The group began meeting in October to look at options to help finance school construction. Historically, that responsibility falls to local school districts, and the cost falls to local property owners.
But the debate could be shifting. With the state sitting on a record-setting surplus, education lobbyists have stepped up their push for state funding for facilities. Meanwhile, as many Idahoans clamor for property tax relief, districts continue to struggle to pass school bond issues.
Tuesday’s election brought the debate into focus. As all 105 legislative seats were on the ballot across Idaho, the Idaho Falls School District pursued a record-setting $250 million bond issue. The measure failed.
Several of the working group’s options are designed to allow districts to bypass those bond issues — or at least reduce the reliance on property taxes. The list includes a state revolving loan fund, state school building grants, and allowing schools to collect impact fees on new homes.
Sen. Kevin Cook, R-Idaho Falls, suggested a back-to-basics approach: cookie-cutter designs for schools, which local school districts can spruce up with privately funded facilities for sports or extracurriculars.

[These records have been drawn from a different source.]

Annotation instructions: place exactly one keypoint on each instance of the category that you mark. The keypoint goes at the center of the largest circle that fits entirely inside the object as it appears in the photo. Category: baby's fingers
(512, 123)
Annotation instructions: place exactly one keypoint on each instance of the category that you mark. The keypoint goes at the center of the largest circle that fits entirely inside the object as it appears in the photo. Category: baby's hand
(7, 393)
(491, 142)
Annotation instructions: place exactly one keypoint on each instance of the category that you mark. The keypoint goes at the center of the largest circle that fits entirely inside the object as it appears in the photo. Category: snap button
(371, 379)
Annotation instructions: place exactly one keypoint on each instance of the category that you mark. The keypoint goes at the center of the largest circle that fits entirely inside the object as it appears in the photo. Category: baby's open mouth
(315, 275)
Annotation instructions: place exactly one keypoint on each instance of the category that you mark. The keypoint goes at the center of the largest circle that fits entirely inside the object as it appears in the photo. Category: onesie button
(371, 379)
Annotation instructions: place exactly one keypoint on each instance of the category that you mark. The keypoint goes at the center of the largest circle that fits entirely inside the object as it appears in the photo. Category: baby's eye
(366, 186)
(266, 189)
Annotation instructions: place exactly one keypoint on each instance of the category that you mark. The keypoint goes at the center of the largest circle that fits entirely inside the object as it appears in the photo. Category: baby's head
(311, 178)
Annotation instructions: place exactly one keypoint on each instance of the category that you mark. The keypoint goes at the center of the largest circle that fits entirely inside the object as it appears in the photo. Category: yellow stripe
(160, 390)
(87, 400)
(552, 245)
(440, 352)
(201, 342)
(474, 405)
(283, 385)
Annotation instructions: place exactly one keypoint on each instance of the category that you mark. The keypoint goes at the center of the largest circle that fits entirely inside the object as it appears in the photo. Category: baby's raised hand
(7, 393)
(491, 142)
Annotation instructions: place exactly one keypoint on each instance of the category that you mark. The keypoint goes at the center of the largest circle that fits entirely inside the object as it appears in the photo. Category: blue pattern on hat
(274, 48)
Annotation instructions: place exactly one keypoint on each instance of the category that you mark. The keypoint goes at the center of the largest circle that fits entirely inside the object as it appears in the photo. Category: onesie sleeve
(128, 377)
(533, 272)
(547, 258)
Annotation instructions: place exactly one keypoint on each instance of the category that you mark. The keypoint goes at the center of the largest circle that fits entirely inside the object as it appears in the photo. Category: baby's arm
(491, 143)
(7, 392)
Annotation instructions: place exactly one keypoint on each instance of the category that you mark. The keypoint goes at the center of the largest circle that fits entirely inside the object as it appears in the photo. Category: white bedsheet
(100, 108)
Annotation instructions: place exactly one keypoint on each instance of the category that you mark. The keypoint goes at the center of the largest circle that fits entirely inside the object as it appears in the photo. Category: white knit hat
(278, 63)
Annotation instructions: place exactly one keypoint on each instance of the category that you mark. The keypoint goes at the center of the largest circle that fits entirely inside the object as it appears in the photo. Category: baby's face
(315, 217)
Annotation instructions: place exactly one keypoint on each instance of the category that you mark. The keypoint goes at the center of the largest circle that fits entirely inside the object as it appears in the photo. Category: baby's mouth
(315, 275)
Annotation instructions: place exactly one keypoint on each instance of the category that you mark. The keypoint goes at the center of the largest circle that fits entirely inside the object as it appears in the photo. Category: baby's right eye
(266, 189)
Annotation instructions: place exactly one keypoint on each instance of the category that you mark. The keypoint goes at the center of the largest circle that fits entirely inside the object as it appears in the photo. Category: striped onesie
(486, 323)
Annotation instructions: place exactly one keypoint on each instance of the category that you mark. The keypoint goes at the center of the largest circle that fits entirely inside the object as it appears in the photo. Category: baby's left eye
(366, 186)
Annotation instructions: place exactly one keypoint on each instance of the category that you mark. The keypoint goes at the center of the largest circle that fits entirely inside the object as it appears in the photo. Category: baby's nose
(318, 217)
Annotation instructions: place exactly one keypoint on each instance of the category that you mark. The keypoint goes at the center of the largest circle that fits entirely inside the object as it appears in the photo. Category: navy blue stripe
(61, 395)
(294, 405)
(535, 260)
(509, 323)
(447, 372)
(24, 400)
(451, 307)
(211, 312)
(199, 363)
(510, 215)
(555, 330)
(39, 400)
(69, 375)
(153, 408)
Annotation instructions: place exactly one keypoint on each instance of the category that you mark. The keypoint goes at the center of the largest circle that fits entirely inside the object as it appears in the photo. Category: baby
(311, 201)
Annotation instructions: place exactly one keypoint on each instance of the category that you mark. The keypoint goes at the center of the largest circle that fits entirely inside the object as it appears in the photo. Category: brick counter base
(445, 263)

That idea appealed to Rep. Jason Monks, who is co-chairing the committee with Lent. Monks pointed out that schools already use private money to upgrade their buildings, and said the state needs to focus on its constitutional requirement to provide free, common public education.

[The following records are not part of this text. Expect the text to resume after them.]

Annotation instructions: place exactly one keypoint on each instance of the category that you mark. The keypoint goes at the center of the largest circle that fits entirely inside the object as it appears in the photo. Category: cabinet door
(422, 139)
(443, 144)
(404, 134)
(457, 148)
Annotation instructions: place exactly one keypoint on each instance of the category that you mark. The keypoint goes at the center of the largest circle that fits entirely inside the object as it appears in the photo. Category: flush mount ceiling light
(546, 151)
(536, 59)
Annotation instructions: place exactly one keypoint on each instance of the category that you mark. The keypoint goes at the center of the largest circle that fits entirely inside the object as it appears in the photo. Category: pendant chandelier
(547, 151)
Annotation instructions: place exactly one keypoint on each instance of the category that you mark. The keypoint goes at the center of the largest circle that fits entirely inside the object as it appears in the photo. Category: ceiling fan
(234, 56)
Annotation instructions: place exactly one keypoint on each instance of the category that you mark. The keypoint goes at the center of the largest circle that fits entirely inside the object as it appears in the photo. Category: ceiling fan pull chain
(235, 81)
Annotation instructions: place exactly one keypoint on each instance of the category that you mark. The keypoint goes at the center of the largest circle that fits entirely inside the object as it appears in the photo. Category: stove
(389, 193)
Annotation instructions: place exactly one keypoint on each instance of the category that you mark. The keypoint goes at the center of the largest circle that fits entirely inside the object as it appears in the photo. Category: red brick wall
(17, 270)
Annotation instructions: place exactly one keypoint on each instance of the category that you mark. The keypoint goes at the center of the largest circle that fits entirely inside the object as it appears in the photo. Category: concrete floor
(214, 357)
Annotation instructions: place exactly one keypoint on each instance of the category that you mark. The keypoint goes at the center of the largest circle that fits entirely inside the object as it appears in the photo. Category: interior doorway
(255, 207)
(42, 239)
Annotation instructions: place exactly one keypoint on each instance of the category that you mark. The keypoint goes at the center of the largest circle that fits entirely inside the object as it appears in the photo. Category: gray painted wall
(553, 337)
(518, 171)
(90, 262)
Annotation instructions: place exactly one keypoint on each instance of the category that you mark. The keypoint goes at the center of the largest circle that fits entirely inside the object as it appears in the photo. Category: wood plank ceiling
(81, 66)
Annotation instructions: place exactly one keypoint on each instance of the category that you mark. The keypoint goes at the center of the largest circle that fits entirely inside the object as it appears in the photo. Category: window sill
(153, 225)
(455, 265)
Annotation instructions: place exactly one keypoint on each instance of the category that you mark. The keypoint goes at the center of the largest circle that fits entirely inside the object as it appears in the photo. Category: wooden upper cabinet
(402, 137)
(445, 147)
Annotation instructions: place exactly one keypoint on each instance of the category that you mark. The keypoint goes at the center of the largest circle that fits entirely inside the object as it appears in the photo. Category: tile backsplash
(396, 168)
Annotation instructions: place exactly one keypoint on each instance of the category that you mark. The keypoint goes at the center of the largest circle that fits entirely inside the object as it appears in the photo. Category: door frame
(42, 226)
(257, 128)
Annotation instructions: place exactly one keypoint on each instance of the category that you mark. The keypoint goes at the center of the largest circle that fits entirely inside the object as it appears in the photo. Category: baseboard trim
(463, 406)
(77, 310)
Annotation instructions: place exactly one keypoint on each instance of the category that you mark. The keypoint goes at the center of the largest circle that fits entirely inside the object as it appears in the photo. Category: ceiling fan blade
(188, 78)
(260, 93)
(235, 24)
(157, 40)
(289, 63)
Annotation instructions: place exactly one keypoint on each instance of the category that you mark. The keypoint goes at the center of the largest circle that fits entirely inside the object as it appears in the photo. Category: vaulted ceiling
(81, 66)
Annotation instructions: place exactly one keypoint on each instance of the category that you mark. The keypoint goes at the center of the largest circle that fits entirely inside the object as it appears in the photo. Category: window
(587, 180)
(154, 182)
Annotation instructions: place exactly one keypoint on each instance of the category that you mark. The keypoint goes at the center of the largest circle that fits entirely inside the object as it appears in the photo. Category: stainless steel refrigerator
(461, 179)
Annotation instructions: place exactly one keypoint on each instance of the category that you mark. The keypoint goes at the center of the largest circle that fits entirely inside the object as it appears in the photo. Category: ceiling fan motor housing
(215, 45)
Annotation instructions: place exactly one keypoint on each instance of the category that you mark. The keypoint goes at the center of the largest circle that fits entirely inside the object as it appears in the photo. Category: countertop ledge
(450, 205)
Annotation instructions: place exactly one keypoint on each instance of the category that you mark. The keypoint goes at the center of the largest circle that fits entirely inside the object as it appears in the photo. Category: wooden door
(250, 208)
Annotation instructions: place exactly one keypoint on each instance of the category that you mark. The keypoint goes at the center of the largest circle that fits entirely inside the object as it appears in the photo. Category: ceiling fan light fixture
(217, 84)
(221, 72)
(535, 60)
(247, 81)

“We have to look at what our charter is,” said Monks, R-Nampa.
Rep. Matthew Bundy, R-Mountain Home, suggested prioritizing funding — helping districts that have older schools that are more costly to maintain.
The working group didn’t spend as much time talking about funding options. But outgoing Sen. Jeff Agenbroad, R-Nampa, offered one $80 million-a-year option: plowing K-12’s share of the state land endowment into facilities. The endowment money is significant and consistent, he said, and it “would make a difference.”
On Thursday, the group received some funding advice from a hardline conservative group that has questioned state funding of public schools. The state should “extinguish” its vast and largely unspent stockpile of federal coronavirus aid before it puts any of its own money into facilities, said Fred Birnbaum, director of legislative affairs for the Idaho Freedom Foundation.
The committee also heard a request from Blake Youde, a lobbyist representing Idaho charter schools. The charters are receiving about $100 less per pupil from a state fund designed to offset building costs. The reason: The fund is tied to a formula that is based on public school bonds and levies, so when the public schools collect fewer dollars from voter-approved ballot measures, that affects what the charters get from the state.
Youde urged lawmakers to make up that difference.
The working group is likely to meet again in a couple of weeks — probably early the week of Thanksgiving — as lawmakers hope to have ideas ready for the 2023 legislative session that begins in January. Lent asked group members to go over their list of ideas and rank their preferences before their next meeting.